$\Bbb R\subseteq\Bbb C$, so if $f$ is not injective on $\Bbb R$, it can’t be injective on $\Bbb C$, either. That is, if there are two different real numbers $x$ and $y$ such that $f(x)=f(y)$, those two real numbers are also complex numbers showing that $f$ is not injective on $\Bbb C$. Thus, for (2) all that’s left is to decide whether $f:\Bbb C\to\Bbb C$ is surjective. In other words, if $z\in\Bbb C$, is there always a complex number $w$ such that $w^2=z$? This is most easily answered if you know the exponential representation of complex numbers: every complex number can be written in the form $re^{i\theta}$, where $r,\theta\in\Bbb R$ and $r\ge 0$. Given such a number $re^{i\theta}$, can you find real numbers $s$ and $\varphi$ such that $\left(se^{i\varphi}\right)^2=re^{i\theta}$?
In (4) the domain of $f$ is the two coordinate axes in the complex plane. Alternatively, it’s the set of all $x+iy$ such that at least one of $x$ and $y$ is $0$, so it’s the set of all real numbers together with all purely imaginary numbers, i.e., numbers of the form $yi$. You already know that $f$ is not injective on the domain $\Bbb R$, which is included in this set, so you can conclude right away that $f$ is not injective on this set either.

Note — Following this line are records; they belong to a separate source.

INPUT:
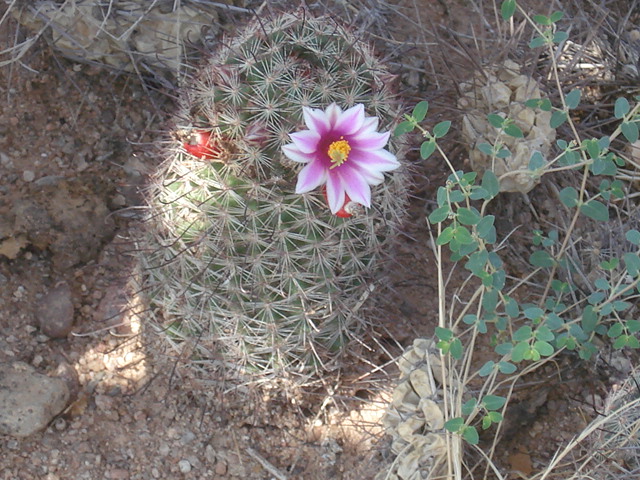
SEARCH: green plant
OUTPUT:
[384,0,640,478]
[143,12,406,375]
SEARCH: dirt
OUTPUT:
[0,1,632,480]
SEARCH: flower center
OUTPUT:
[327,137,351,169]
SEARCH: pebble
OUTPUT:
[36,282,74,338]
[0,362,70,437]
[178,460,191,473]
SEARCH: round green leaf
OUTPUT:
[500,0,516,20]
[420,140,436,160]
[564,88,581,110]
[433,120,451,138]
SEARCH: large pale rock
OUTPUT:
[0,362,70,437]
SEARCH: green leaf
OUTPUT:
[420,140,436,160]
[560,187,578,208]
[456,207,482,225]
[449,338,463,360]
[580,200,609,222]
[613,97,631,119]
[624,228,640,246]
[436,225,455,246]
[480,360,496,378]
[536,325,556,342]
[393,120,415,137]
[582,138,600,159]
[500,0,516,20]
[429,205,451,224]
[494,342,513,355]
[607,322,624,338]
[553,31,569,43]
[476,215,496,240]
[411,100,429,123]
[498,361,518,375]
[462,426,480,445]
[478,142,494,157]
[564,88,581,110]
[549,11,564,23]
[593,277,611,290]
[533,340,555,357]
[504,298,520,318]
[529,250,555,268]
[549,110,568,128]
[482,170,500,198]
[620,122,640,143]
[453,225,473,245]
[532,15,551,26]
[464,250,489,272]
[513,325,533,342]
[433,120,451,138]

Thus, once again it comes down to deciding whether $f$ is surjective. Suppose that $r\in\Bbb R$. If $r\ge 0$ there is certainly an $x$ in the domain of $f$ such that $x^2=r$. What if $r<0$? For instance, is there a number of the form $yi$ whose square is $-4$?
Try (2) and (4), and if you get them, see whether the experience helps you with (5); if not, let me know, and I’ll add some hints for (5).
Added: For (5) let $D=\{x+iy:y>0\}\cup\{x:x\ge 0\}$, and consider the function $f:D\to\Bbb C:z\mapsto z^2\;.$ Pictorially speaking, $D$ is everything above the real axis in the complex plane together with all of the non-negative real numbers. In terms of the exponential representation of complex numbers, $D=\left\{re^{i\theta}:r\ge 0\text{ and }0\le\theta<\pi\right\}\;.$
Suppose that $se^{i\varphi}$ is any complex number. Show that you can always choose $s$ and $\varphi$ so that $s\ge0$ and $0\le\varphi<2\pi$, just as you can when you choose the polar coordinates of a point in the plane. Then find an $re^{i\theta}\in D$ such that $\left(re^{i\theta}\right)^2=se^{i\varphi}$; this will show that $f$ is surjective.
To decide whether $f$ is injective, suppose that $re^{i\theta},se^{i\varphi}\in D$ and $\left(re^{i\theta}\right)^2=\left(se^{i\varphi}\right)^2$, i.e., that $r^2e^{2i\theta}=s^2e^{2i\varphi}$. Knowing that $r,s\ge 0$ and $0\le\theta,\varphi<\pi$, can you show from this that $r=s$ and $\theta=\varphi$? If so, you’ll have proved that $f$ is injective.